Mis à jour 07-01-2009 20:31
Les défilés côté coulisses
La sixième édition du Cannes Shopping Festival s’ouvre jeudi soir au Palais des festivals. Les étudiantes en habillage du lycée Les Coteaux seront là pour veiller au bon déroulement du show

Futures habilleuses dans les métiers du spectacle, les étudiantes (ici dans les ateliers du lycée) devront jalousement veiller sur leurs costumes.
F.Binacchi/Metro
Derniers préparatifs avant le lever de rideau. Au Palais des festivals ce soir, le créateur antibois Christophe Guillarmé donnera le coup d’envoi du Cannes Shopping Festival. Pour l’épauler en coulisses, toute une petite armée de vaillantes apprenties habilleuses seront là, prêtes à vêtir et dévêtir les mannequins en quelques tours de main
Toutes étudiantes au lycée professionnel Les Côteaux, quatorze jeunes femmes originaires de toute la France et déjà plus ou moins aguerries au métier (après des stages dans des théâtres, des opéras...) feront tout leur possible pour que les six défilés de cette “fashion week” made in Croisette se déroulent sans le moindre accroc.
Des tenues impeccables
Plongées directement dans le bain, avec quelques-unes des plus grandes maisons de
couture (lire encadré), elles seront, de surcroît, notées.
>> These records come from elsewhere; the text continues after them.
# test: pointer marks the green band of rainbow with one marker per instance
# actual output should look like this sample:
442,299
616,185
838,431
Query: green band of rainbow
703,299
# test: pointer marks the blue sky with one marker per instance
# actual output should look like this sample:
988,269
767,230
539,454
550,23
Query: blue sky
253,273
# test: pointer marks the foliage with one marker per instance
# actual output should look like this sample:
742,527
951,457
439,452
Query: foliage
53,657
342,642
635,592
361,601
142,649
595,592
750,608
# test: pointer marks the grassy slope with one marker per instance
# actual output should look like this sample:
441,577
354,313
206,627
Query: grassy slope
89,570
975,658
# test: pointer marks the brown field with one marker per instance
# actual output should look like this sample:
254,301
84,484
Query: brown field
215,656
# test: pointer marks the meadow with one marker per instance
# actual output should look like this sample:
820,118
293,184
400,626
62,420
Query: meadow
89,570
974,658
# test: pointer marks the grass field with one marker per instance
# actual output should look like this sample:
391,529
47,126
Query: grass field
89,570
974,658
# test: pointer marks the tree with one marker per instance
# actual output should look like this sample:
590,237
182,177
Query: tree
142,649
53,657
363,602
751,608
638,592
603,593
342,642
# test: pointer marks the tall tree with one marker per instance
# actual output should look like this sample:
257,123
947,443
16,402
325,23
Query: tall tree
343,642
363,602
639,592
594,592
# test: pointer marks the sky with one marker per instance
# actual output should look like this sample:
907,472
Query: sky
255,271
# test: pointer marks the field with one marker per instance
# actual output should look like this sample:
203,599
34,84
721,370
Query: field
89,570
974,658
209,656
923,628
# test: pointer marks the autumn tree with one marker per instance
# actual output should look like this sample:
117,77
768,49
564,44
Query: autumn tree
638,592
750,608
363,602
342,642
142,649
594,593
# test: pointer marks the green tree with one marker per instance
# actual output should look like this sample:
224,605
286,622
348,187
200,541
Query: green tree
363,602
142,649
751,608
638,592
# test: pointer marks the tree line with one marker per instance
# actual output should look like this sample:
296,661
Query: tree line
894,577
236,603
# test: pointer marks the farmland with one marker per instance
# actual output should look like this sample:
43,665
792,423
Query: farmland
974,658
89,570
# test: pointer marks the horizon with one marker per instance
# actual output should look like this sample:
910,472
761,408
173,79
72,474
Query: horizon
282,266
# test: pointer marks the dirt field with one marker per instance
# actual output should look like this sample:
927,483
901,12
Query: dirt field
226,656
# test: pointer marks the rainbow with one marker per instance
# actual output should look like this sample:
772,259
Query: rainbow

Un résultat qui comptera dans l’obtention de leur diplôme de technicien dans les métiers du spectacle, option habillage, une formation post-BEP. “Et là, il n’y a pas d’autre choix, il faut être efficace”, assure Mauricette Jaugin, l’une de leurs enseignantes, en “entretien textile”.
Maîtrise de soi, coordination, pour que le show soit parfait, il faut derrière la scène aller à une vitesse grand V pour rendre chaque tenue impeccable. “Surtout lorsqu’en plus des vêtements, il y a toute une série d’accessoires à changer”, précise Kathleen Imbert. D’autant plus que cette professeur en fabrication costume et habillage prévient : “Les créateurs, souvent très stressés, ne sont pas toujours tendres, mais dans l’ensemble cela se passe très bien”.
Du serpent et de l’autruche
Jennifer et Céline, toutes deux âgées de 19 ans et en deuxième année (la dernière), étaient déjà là pour l’édition 2008 et en gardent un “bon souvenir”. “C’est une expérience intéressante, l’adrénaline monte souvent”, confie la première. “Même si je n’ai pas l’œil rivé sur les grandes marques en permanence, c’est plaisant de se retrouver là”, poursuit la seconde. “Et puis, cela nous donne l’occasion de toucher des matières que l’on n’a pas l’habitude de travailler, comme le serpent ou l’autruche, l’année dernière”, se souvient, amusée, Mélanie, d’attaque pour ses six nouveaux défilés.